Have you ever challenged God? Or at least maybe wanted to challenge God? Did you feel God listened and considered what you said?

In the Gospel, Jesus’ followers ask him to teach them how to pray. So he teaches what has become known as “The Lord’s Prayer”. It feels a bit like an extension of that “love God and love neighbor” discussion that has been going on the last two Sundays.  Note the pronouns used are plural. We are all in this together.

Where have you seen signs that the kingdom has “come”? How can we be an answer to “Give us this day our daily bread”? How easy is it to ask for forgiveness? How easy is it to forgive? What can cause our trust to waver?

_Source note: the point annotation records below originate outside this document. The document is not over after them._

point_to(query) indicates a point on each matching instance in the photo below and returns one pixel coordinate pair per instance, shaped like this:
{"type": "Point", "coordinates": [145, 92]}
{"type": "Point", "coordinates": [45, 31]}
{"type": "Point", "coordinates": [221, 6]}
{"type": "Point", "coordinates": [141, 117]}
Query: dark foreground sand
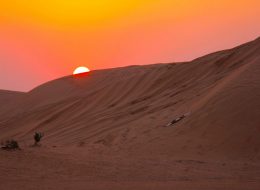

Jesus then tells a story of friend asking friend for help. It goes back to that hospitality thing from last week…. Pound, pound, pound…. Friend I need some bread. I’ve got a late night visitor. Do you really want to make me look bad by not having food to offer?   Jesus says surely the person in bed will get up just to make the other one shut up.

About what have you pounded on “heaven’s door”? 

Then Jesus assures us that if we ask, seek, and knock, God answers. We schmucks are able to answer our children’s needs appropriately. Jesus says if you can manage, “how much more” do you think God can handle the job.

What do you want to ask? What do you seek? Where do you want to knock?